Rascunho antes de publicar
O passe fica em rascunho enquanto o monta e só entra à venda quando o ativa. E pode desativá-lo sem o apagar.
A sua própria comissão
O passe leva a sua comissão configurável, fixa ou em percentagem, tal como um evento. O produto é diferente; as regras do dinheiro, as mesmas.
Um passe, vários eventos, um único pagamento. E um bilhete próprio para cada porta.

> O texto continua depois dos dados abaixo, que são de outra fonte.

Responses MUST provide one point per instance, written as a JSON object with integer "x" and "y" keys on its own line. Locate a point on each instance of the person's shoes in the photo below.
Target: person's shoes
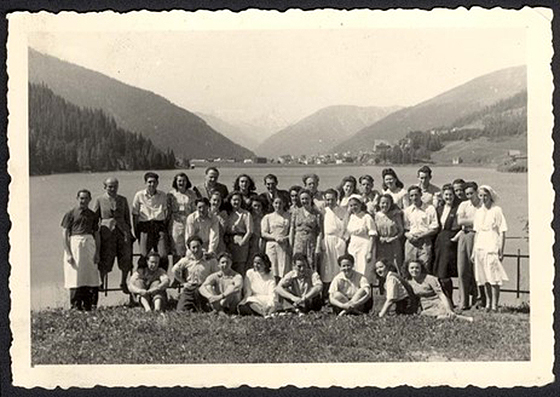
{"x": 124, "y": 288}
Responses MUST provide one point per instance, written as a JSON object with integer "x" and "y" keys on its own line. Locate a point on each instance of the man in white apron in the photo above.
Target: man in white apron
{"x": 81, "y": 252}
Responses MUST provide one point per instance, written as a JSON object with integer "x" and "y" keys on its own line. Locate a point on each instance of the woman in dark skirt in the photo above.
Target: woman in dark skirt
{"x": 444, "y": 266}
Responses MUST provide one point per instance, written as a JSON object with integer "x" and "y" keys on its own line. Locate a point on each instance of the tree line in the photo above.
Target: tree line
{"x": 64, "y": 137}
{"x": 505, "y": 118}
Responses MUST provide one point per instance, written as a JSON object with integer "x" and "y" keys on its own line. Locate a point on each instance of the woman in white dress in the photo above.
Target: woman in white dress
{"x": 362, "y": 231}
{"x": 258, "y": 286}
{"x": 180, "y": 201}
{"x": 490, "y": 227}
{"x": 370, "y": 196}
{"x": 334, "y": 224}
{"x": 275, "y": 231}
{"x": 394, "y": 187}
{"x": 346, "y": 189}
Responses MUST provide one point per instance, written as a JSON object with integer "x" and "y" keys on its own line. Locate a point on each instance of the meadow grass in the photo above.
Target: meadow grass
{"x": 122, "y": 335}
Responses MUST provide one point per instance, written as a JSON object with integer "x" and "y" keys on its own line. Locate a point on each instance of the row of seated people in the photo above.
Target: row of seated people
{"x": 210, "y": 284}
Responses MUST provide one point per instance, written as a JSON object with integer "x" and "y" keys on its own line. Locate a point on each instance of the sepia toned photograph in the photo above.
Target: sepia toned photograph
{"x": 303, "y": 193}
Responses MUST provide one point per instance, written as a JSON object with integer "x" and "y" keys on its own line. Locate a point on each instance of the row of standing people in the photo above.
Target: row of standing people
{"x": 322, "y": 225}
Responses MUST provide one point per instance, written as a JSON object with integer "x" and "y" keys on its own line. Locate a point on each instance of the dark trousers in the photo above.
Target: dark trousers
{"x": 191, "y": 300}
{"x": 153, "y": 236}
{"x": 82, "y": 298}
{"x": 407, "y": 305}
{"x": 364, "y": 308}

Cobrar em março o que acontece em outubro
O desfasamento de tesouraria de um promotor é sempre o mesmo: os cachets, a produção e a sala pagam-se meses antes de entrar o primeiro euro. Um passe inverte essa ordem, porque a receita de sete datas entra antes da primeira. E, pelo caminho, transforma o comprador pontual em alguém que já decidiu vir a toda a temporada, que é a conversão mais difícil e a mais rentável.
Vende-se, cobra-se e valida-se como tudo o resto
É um produto novo, não um sistema paralelo.
O que nos perguntam sobre os passes
O titular do passe mostra um único código em todas as datas?+
Não: recebe um bilhete por evento, cada um com o seu QR. É deliberado, porque assim o controlo de acessos não muda em nada e cada porta valida o que é seu.
Posso pôr o passe mais barato do que a soma dos bilhetes?+
Sim, o preço do passe é independente. Essa diferença é justamente o incentivo para que alguém se comprometa com a temporada inteira.
E se um dos eventos do passe for cancelado?+
O bilhete dessa data é um bilhete normal e gere-se como qualquer outro cancelamento, sem tocar no resto do passe.
Serve para um festival de vários dias?+
Sim. É o mesmo mecanismo: um passe de três dias são três eventos com o seu bilhete e a sua porta, vendidos como um só produto.
Posso limitar quantos passes vendo?+
Sim, o passe tem o seu próprio stock. É habitual lançar uma tiragem curta de passes como pré-venda antes de abrir a venda avulsa.